I plan to build a flexible platform for teachers to annotate texts in the CLTK Archive. The purpose of the annotations is twofold: first, to guide the students in their (re)readings of the text; and second, to provide a ready-to-hand reference to which students and teachers can return.
Teachers will be able to enter annotations either by uploading a list of references and notes or by entering their annotations directly through a WYSIWYG interface built on top of Draft.js. Annotations will be searchable via Elasticsearch, taggable, and, if time allows, versioned.
Charles is a second-year PhD student in Classics and Comparative Literature at Columbia. His academic focus centers on Western Hemisphere receptions of tragedy, with particular attention paid to messenger speech. Having previously worked as a software engineer, he maintains a keen interest in digital humanities.
Old and Middle French are hardly studied outside of a limited network of French universities. Implementing NLP functionality to these languages would make it easier to study them and access the rich literature and culture expressed in them, famous examples of which include the “Chanson de Roland”, Chrétien de Troyes’ Arthurian legends, Marie de France’s “Lais”, Christine de Pizan’s writings, etc.

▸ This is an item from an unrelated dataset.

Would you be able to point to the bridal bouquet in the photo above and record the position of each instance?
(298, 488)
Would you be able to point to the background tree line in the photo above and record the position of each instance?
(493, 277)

This project aims to extend basic CLTK functionality to Old and Middle French texts between c.900 and c.1500 CE, by implementing a tokenizer, stopwords, named entity recognition, a PoS tagger, and a lemmatizer with English translations for as many words as possible. Data from which the above will be sourced will be from texts licensed under creative commons licenses, which have been transcribed and digitized. For example, a number of Old French texts from the BNF’s 19th century editions have been digitized and made available at gallica.fr. Lemmas will be sourced from Godefroy’s 1901 “Lexique de l’Ancien Français” and the “Dictionnaire Electronique de Chrétien de Troyes”, which has the advantage of English-language definitions.
Natasha is a final-year Linguistics student at Peterhouse, Cambridge with a particular interest in computational linguistics. She is a French-English bilingual and previously lived in New York and Paris, France.